Итак, является ли призрак плодом моей фантазии или нет, но, во всяком случае, отмечаю, что могила не была забыта. Если же я вам скажу, что Джим собственноручно сделал примитивную изгородь, вам тотчас же станет ясен несколько необычный характер этой истории. В том, как он принимал воспоминания и привязанности другого человеческого существа, всегда была присущая ему серьезность. У него была совесть — совесть романтическая.
Всю свою жизнь жена Корнелиуса не имела иного собеседника и друга, кроме своей дочери. Каким образом бедная женщина вышла замуж за этого ужасного португальца с Малакки (после разлуки с отцом своей девочки) и чем вызвана была эта разлука — смертью ли, которая бывает подчас милосердна, или жестоким стечением обстоятельств, — все это остается для меня тайной. Из того немногого, о чем обмолвился Штейн, я делаю вывод, что она была женщиной отнюдь не заурядной. Отец ее был белый и занимал ответственный пост; это был один из тех талантливых людей, которые недостаточно тупы, чтобы серьезно считаться со своим успехом, и чья карьера так часто рушится под тенью облака. Полагаю, что и ей также не хватало этой спасительной тупости, и ее карьера оборвалась в Патюзане.
Общая наша судьба… ибо где найдете вы человека — я имею в виду подлинного мыслящего человека, — который смутно не вспоминал бы о том, как дезертировал в момент обладания чем — то более ценным, «чем жизнь»? Общая наша судьба с особой жестокостью преследует женщин. С недоумением спрашиваю я себя, каким кажется им мир, имеет ли он для них ту же форму и субстанцию, какую знаем мы? Одним ли с нами воздухом они дышат? Иногда я себе рисую мир безумный и возвышенный, где трепещут их смелые души, — мир, озаренный сиянием всех опасностей и отречений. Однако я подозреваю, что в мире очень мало женщин в подлинном смысле.

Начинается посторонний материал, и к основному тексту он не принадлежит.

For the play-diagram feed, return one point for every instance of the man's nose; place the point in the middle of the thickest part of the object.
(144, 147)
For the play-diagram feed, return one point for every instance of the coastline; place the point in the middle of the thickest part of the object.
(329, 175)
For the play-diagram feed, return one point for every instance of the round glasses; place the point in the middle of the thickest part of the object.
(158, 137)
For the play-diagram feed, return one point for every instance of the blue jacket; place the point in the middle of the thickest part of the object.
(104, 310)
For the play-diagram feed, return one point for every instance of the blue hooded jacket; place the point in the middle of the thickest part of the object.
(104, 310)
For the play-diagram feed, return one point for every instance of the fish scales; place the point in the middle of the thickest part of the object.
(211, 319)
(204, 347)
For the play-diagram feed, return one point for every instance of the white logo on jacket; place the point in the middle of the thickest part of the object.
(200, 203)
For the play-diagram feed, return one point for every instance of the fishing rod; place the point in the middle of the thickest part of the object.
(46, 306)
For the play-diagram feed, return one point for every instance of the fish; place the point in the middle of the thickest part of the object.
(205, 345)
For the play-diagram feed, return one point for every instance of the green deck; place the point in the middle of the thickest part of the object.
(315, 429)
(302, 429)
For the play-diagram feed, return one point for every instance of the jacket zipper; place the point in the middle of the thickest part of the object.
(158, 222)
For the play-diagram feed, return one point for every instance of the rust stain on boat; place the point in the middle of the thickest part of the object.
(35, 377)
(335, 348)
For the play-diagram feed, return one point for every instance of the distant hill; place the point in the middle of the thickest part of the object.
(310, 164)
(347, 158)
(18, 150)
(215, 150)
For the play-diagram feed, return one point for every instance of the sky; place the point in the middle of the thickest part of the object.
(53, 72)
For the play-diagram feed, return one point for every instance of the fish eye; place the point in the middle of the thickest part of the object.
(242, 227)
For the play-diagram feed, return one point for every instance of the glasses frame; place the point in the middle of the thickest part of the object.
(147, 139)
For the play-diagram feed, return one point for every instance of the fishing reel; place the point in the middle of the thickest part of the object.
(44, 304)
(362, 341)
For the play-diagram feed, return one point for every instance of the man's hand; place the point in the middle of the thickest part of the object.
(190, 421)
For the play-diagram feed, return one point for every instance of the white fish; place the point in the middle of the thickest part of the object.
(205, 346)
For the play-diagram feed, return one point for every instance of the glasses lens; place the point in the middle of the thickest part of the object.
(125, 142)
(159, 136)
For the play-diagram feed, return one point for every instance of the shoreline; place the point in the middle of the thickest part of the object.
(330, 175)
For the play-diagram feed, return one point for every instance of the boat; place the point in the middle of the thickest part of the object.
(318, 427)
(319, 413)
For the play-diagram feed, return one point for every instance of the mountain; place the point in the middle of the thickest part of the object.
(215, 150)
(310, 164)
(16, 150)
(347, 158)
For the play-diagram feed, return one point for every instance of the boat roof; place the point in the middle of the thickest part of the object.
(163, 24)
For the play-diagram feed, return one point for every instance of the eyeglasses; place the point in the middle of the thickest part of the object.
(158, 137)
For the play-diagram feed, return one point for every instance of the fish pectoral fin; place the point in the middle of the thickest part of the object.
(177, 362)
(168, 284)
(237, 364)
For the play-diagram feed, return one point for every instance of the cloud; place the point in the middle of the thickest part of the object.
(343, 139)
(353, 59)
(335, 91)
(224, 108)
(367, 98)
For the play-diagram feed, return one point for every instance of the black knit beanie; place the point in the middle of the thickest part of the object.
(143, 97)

Но в одном я уверен: мать была такой же настоящей женщиной, какою казалась дочь. Я невольно представляю себе их обеих: сначала молодую женщину и ребенка, потом старуху и девушку, — жуткое сходство и стремительный бег времени, барьер лесов, уединение и суета вокруг этих двух одиноких жизней; представляю, что каждое слово, каким они обмениваются, проникнуто печалью. Должно быть, были признания; думаю, они касались не столько фактов, сколько сокровенных чувств… сожаления, страхи, предостережения, те предостережения, которые младшей были не вполне понятны, пока не умерла старшая… и не появился Джим. Тогда, я уверен, она поняла многое, и главным образом страх. Джим дал ей прозвище Джюэл — драгоценный камень. Прекрасное имя, не правда ли? Он называл ее Джюэл и произносил это так, как сказал бы «Джен», — любовно, спокойно. Впервые я услышал это имя через десять минут после того, как подошел к его дому; сначала он потряс мне руку так, что едва ее не оторвал, затем взбежал по ступеням и радостно, по-мальчишески волнуясь, закричал у двери под тяжелым навесом:
— Джюэл! Джюэл! Скорей! Друг приехал… — и внезапно повернулся ко мне в полумраке веранды. Вглядываясь в мое лицо, им забормотал: — Вы понимаете… это… это очень серьезно… И рассказать вам не могу, как я ей обязан… Понимаете… я… все равно, как если бы…
Его тревожный торопливый топот оборвался, когда в доме мелькнула белая фигура, раздалось тихое восклицание, и детское, но энергичное маленькое личико с тонкими чертами и глубокими внимательными глазами выглянуло из мрака, словно птица из гнезда.
Конечно, это имя меня удивило, но лишь позже я с ним связал поразительную сплетню, слышанную мной в маленьком приморском местечке на двести тридцать миль к югу от реки Патюзан. Шхуна Штейна, на которой я плыл, зашла туда, чтобы забрать какой-то груз, и, сойдя на берег, я, к большому своему изумлению, убедился, что отвратительное местечко может похвастаться третьеклассным представителем резидента — жирным подмигивающим иарнем-полукровкой, с вывороченными лоснящимися губами. Я нашел его лежащим на тростниковом стуле; костюм его был расстегнут, на макушке потной головы лежал какой-то большой зеленый лист; таким же листом он обмахивался.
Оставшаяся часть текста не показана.